Also on today's show an with the man who led the CDC's fight against the NRA and Republicans in Congress twenty years ago, when federal funding for research into gun violence and prevention was effectively ended. First up, the shooting and stabbing death of British Labour Party MP Jo Cox, has stunned the UK, just days before the controversial "Brexit" referendum vote on whether to leave the European Union. The alleged killer is in custody, and reportedly shouted "Britain First", the name of one of the Rightwing groups opposed to staying in the Union, during the attack.
Next, the Democrats' 15-hour 'filibuster' in the US Senate, lead by Sen. Chris Murphy (D-CT), comes to end with an apparent victory, of sorts. The Senator — who served as Newtown, CT's member of Congress when the Sandyhook Massacre resulted in the deaths of 20 school children and 6 adults back in 2012 — sought to force Republicans to allow votes on closing the gun show/online background check loophole, as well as legislation to disallow suspected terrorists from easily and legally purchasing guns. In related news, President Obama's spoke on Thursday after meeting with family members of the victims of last weekend's Orlando Massacre, and called once again for action to help prevent such tragedies.
Then, as the American Medical Association (AMA), one of the nation's most powerful lobbying organizations, has finally come out in favor of federal funding for gun research, I speak with Dr. Mark Rosenberg, who headed the Center for Disease Control (CDC)'s National Center for Injury Prevention twenty years ago when, in 1996, he squared off with Republicans in Congress who ultimately forced the federal agency to end all research into gun violence, the causes behind it, and how to help prevent it from happening in the first place.
Rosenberg, who recently retired as head of the Task Force on Global Health, explains the history of what is now known as the 'Dickey Amendment', which effectively served to end all federal research on guns. He describes his initial confrontations with then US Rep. Jay Dickey (R-AR), who has since, ironically enough, become a friend and ally, and why still-absent federal research funding is so important to helping curb the nation's extraordinary gun violence epidemic.
"The NRA had been attacking us [the CDC] for years, because they thought that to allow research to be done might not be good for gun sales. And so they developed a zero tolerance policy," Rosenberg tells me. "They told their members that it's either-or, black and white, take your choice. Either you can do the research or you can keep your guns. But they said you can't do both.

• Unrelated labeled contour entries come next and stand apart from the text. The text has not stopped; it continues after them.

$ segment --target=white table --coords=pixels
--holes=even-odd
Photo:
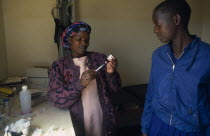
[[[15,105],[18,104],[19,100],[16,100]],[[16,112],[19,108],[16,107]],[[31,120],[31,131],[29,136],[33,134],[35,128],[40,128],[43,131],[47,131],[52,125],[55,128],[62,128],[68,134],[68,136],[75,136],[71,116],[68,109],[58,109],[49,104],[49,102],[43,102],[41,104],[32,107],[32,120]],[[12,117],[11,122],[19,120],[21,117]],[[3,135],[0,132],[0,135]]]

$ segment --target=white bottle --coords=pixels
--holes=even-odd
[[[31,92],[28,90],[27,85],[22,86],[22,91],[19,95],[21,114],[31,113]]]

And if you allow the research, we will all lose all of our guns."
The showdown with GOPers doing the bidding of the NRA at the time, he says, came not long after CDC-funded research found that "having a gun in the home —- not only did it not protect you, but it increased the risk that someone in your family would be shot and killed with a gun, not by 5 or 6 or 20 percent, not by 80 or 90 percent, but more than 200 percent."

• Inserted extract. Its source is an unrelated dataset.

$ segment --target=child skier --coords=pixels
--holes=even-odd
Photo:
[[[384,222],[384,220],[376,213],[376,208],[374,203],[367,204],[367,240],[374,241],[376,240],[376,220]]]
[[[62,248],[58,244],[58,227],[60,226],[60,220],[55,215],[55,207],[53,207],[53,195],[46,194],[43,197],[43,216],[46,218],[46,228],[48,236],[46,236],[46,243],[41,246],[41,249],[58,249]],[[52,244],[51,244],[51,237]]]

Rosenberg explains his fascinating history with former Congressman Dickey, how federal research is not actually "banned" to this day (despite reporting to the contrary), why it is still not carried out nonetheless, and what he describes as the four "basic scientific questions" that federal research could help answer. Namely: "Who gets shot, how many people?"; "What are the causes" of gun death and injury and "what increases and decreases the risk"?; What could "work to prevent it"?; and, "once you find things that work, how do you put them into legislation and craft a policy that will both keep us safe and protect the rights of law-abiding gun owners"? It's an eye-opening and important discussion that I hope you'll take some time to listen to and share. And, finally, at the end of the show, as your gift, you'll be rewarded with a much-overdue laugh, courtesy of Al Franken. Enjoy!